And yet, notwithstanding all these vices and excesses of the democratic spirit, notwithstanding the meanness of the middle classes and the violence of the mob, there is one all-powerful reason why our best hopes for the liberal culture of the intellect are centred in the democratic idea. The reason is, that aristocracies think too much of persons and positions to weigh facts and opinions justly. In an aristocratic society it is thought unbecoming to state your views in their full force in the presence of any social superior. If you state them at all you must soften them to suit the occasion, or you will be a sinner against good-breeding. Observe how timid and acquiescent the ordinary Englishman becomes in the presence of a lord. No right-minded person likes to be thought impudent, and where the tone of society refers everything to position, you are considered impudent when you forget your station. But what has my station to do with the truths the intellect perceives, that lie entirely outside of me? From the intellectual point of view, it is a necessary virtue to forget your station, to forget yourself entirely, and to think of the subject only, in a manner perfectly disinterested. Anonymous journalism was a device to escape from that continual reference to the rank and fortune of the speaker which is an inveterate habit in all aristocratic communities. A young man without title or estate knows that he would not be listened to in the presence of his social superiors, so he holds his tongue in society and relieves himself by an article in the Times. The anonymous newspapers and reviews are a necessity in an aristocratic community, for they are the only means of attracting attention to facts and opinions without attracting it to yourself, the only way of escaping the personal question, “Who and what are you, that you venture to speak so plainly, and where is your stake in the country?”

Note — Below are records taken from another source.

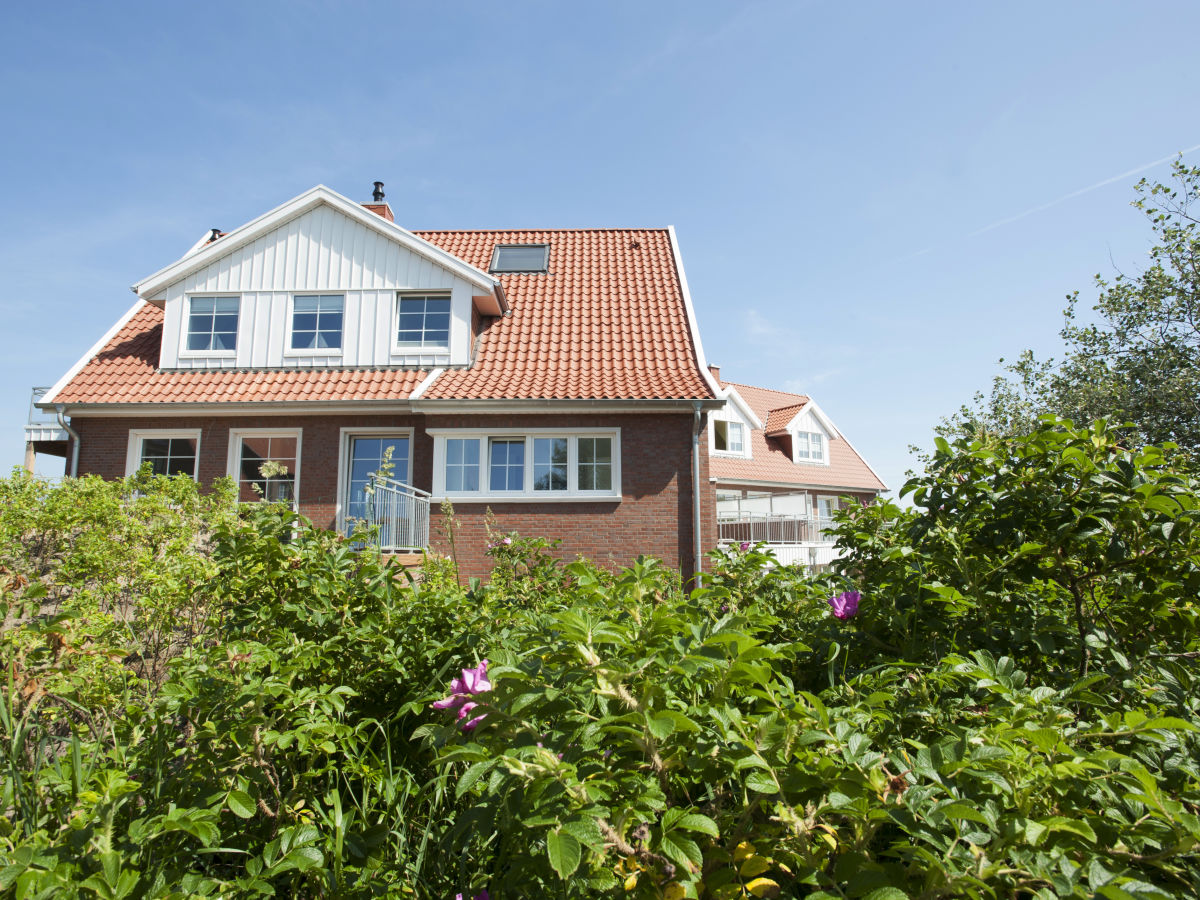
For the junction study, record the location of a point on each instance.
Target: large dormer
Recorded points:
(319, 281)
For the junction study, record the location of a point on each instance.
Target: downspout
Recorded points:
(697, 543)
(75, 439)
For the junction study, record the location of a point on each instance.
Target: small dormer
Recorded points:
(729, 430)
(321, 281)
(804, 432)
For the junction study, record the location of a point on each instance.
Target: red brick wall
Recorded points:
(652, 517)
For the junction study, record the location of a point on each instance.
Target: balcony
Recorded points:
(43, 435)
(795, 540)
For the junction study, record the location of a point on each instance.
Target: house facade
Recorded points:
(553, 377)
(324, 357)
(780, 468)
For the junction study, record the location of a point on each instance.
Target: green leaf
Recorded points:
(240, 803)
(564, 852)
(697, 822)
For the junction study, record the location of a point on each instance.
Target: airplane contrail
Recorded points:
(1081, 192)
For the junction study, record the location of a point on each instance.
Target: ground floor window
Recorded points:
(168, 453)
(265, 463)
(534, 463)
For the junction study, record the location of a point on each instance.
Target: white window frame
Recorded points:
(234, 460)
(527, 495)
(744, 453)
(288, 349)
(343, 462)
(808, 460)
(185, 327)
(496, 258)
(133, 453)
(424, 349)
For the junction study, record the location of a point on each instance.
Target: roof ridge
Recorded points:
(520, 228)
(772, 390)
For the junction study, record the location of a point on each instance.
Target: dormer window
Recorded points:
(729, 437)
(213, 324)
(520, 258)
(809, 447)
(424, 322)
(317, 322)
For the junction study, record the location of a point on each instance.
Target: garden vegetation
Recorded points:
(995, 696)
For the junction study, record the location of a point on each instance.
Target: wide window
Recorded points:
(535, 465)
(729, 437)
(550, 463)
(370, 454)
(213, 324)
(810, 447)
(461, 465)
(265, 465)
(317, 323)
(595, 463)
(169, 453)
(424, 322)
(520, 258)
(507, 465)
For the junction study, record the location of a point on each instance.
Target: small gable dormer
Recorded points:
(729, 427)
(321, 281)
(804, 432)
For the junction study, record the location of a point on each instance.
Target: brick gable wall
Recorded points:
(653, 516)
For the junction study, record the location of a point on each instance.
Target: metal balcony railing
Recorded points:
(42, 425)
(773, 529)
(399, 515)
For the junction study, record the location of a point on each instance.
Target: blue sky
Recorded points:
(875, 201)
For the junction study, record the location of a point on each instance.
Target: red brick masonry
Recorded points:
(653, 516)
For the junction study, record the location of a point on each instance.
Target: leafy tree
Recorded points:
(1139, 360)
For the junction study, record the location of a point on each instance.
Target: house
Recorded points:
(553, 377)
(780, 468)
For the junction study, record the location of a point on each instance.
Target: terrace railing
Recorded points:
(401, 515)
(773, 529)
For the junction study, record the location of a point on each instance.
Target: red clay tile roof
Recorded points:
(606, 321)
(125, 371)
(778, 420)
(772, 465)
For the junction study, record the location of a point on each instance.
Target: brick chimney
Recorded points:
(378, 205)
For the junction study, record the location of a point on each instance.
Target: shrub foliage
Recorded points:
(204, 700)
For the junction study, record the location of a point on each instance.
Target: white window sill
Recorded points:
(208, 354)
(515, 497)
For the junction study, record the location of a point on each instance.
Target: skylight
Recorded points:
(520, 258)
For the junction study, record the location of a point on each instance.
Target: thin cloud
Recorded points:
(1080, 192)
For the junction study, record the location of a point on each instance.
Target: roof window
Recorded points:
(520, 258)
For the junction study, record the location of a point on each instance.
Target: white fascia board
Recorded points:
(730, 481)
(283, 408)
(48, 397)
(731, 394)
(425, 383)
(319, 195)
(556, 407)
(811, 407)
(693, 325)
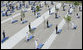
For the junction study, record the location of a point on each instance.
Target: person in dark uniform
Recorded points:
(56, 29)
(47, 23)
(3, 34)
(29, 27)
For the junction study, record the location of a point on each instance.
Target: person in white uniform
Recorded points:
(73, 25)
(27, 35)
(36, 43)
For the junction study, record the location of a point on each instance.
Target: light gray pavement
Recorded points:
(71, 39)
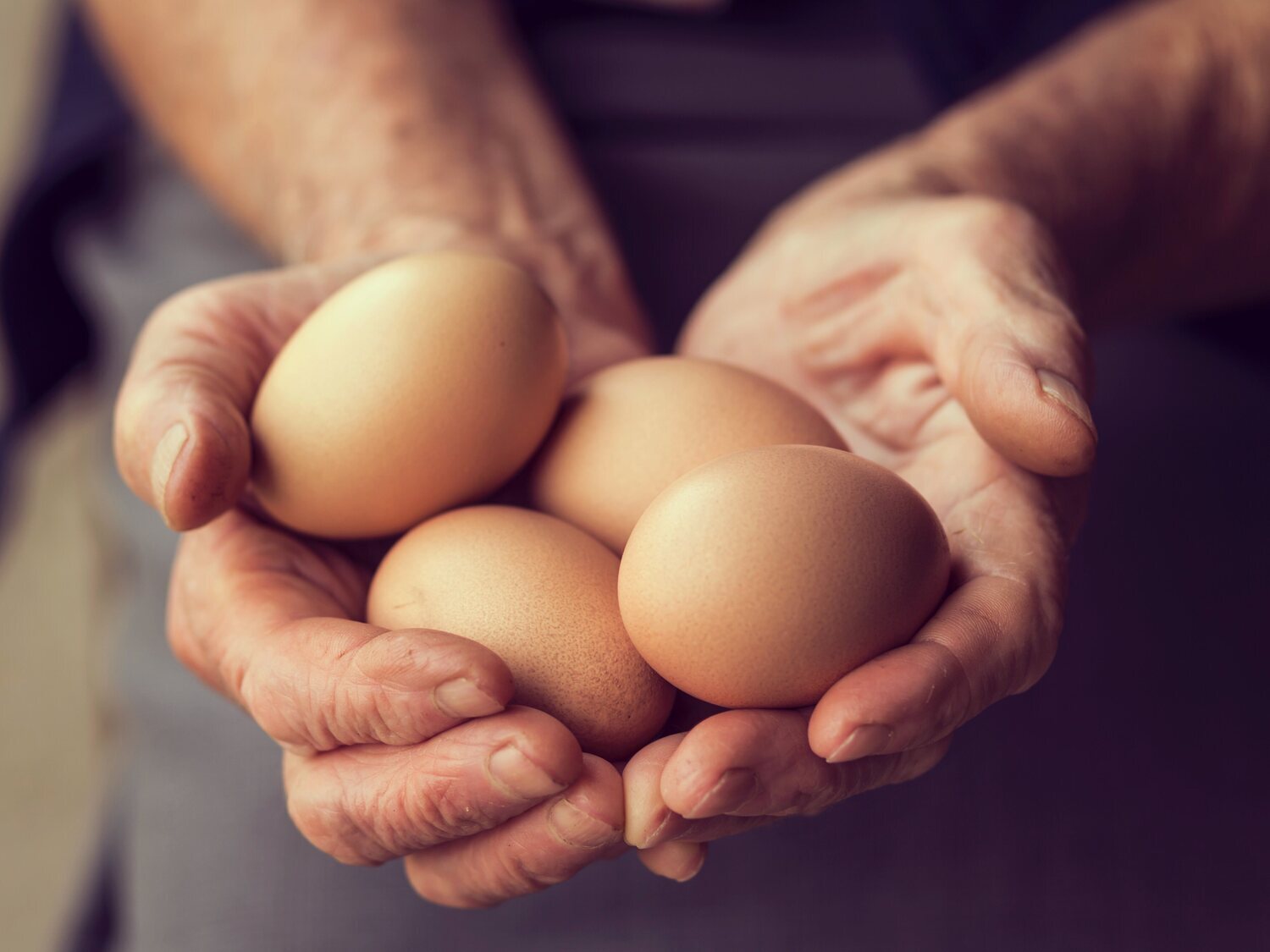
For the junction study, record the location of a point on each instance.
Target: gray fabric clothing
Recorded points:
(1084, 815)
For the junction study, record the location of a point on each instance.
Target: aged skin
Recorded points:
(1123, 177)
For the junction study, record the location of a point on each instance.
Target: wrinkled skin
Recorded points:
(917, 325)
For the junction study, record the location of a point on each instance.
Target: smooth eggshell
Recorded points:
(627, 432)
(761, 578)
(421, 385)
(543, 596)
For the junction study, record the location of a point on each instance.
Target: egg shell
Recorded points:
(629, 431)
(418, 386)
(761, 578)
(543, 596)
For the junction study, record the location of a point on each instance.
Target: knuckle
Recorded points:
(444, 812)
(325, 822)
(520, 875)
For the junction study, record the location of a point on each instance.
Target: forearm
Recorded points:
(1143, 144)
(327, 127)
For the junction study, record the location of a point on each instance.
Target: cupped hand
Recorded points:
(396, 743)
(932, 332)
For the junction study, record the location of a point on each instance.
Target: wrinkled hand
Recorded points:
(396, 743)
(932, 332)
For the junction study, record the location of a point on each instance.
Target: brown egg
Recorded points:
(421, 385)
(632, 429)
(761, 578)
(543, 596)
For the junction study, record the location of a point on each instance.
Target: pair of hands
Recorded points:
(930, 330)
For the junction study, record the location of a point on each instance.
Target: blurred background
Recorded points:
(1147, 763)
(53, 597)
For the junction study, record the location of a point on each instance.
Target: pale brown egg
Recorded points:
(421, 385)
(543, 596)
(761, 578)
(632, 429)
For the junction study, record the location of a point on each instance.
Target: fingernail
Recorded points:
(462, 698)
(1062, 390)
(163, 462)
(865, 740)
(693, 868)
(728, 794)
(660, 827)
(578, 828)
(523, 779)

The democratic idea, by its theoretic equality amongst men, affords an almost complete relief from this impediment to intellectual conversation. The theory of equality is good, because it negatives the interference of rank and wealth in matters that appertain to the intellect or to the moral sense. It may even go one step farther with advantage, and ignore intellectual authority also. The perfection of the intellectual spirit is the entire forgetfulness of persons, in the application of the whole power of the mind to things, and phenomena, and ideas. Not to mind whether the speaker is of noble or humble birth, rich or poor; this indeed is much, but we ought to attain a like indifference to the authority of the most splendid reputation. “Every great advance in natural knowledge,” says Professor Huxley, “has involved the absolute rejection of authority, the cherishing of the keenest scepticism, the annihilation of the spirit of blind faith; and the most ardent votary of science holds his firmest convictions, not because the men he most venerates hold them, not because their verity is testified by portents and wonders, but because his experience teaches him that whenever he chooses to bring these convictions into contact with their primary source, Nature—whenever he thinks fit to test them by appealing to experiment and to observation—Nature will confirm them.”
[8] I think it right to inform the reader that there is no fiction in this letter.
[9] The association between the two is this. If you believe that you are descended from a distinguished ancestor, you are simple enough to believe in his wife’s fidelity.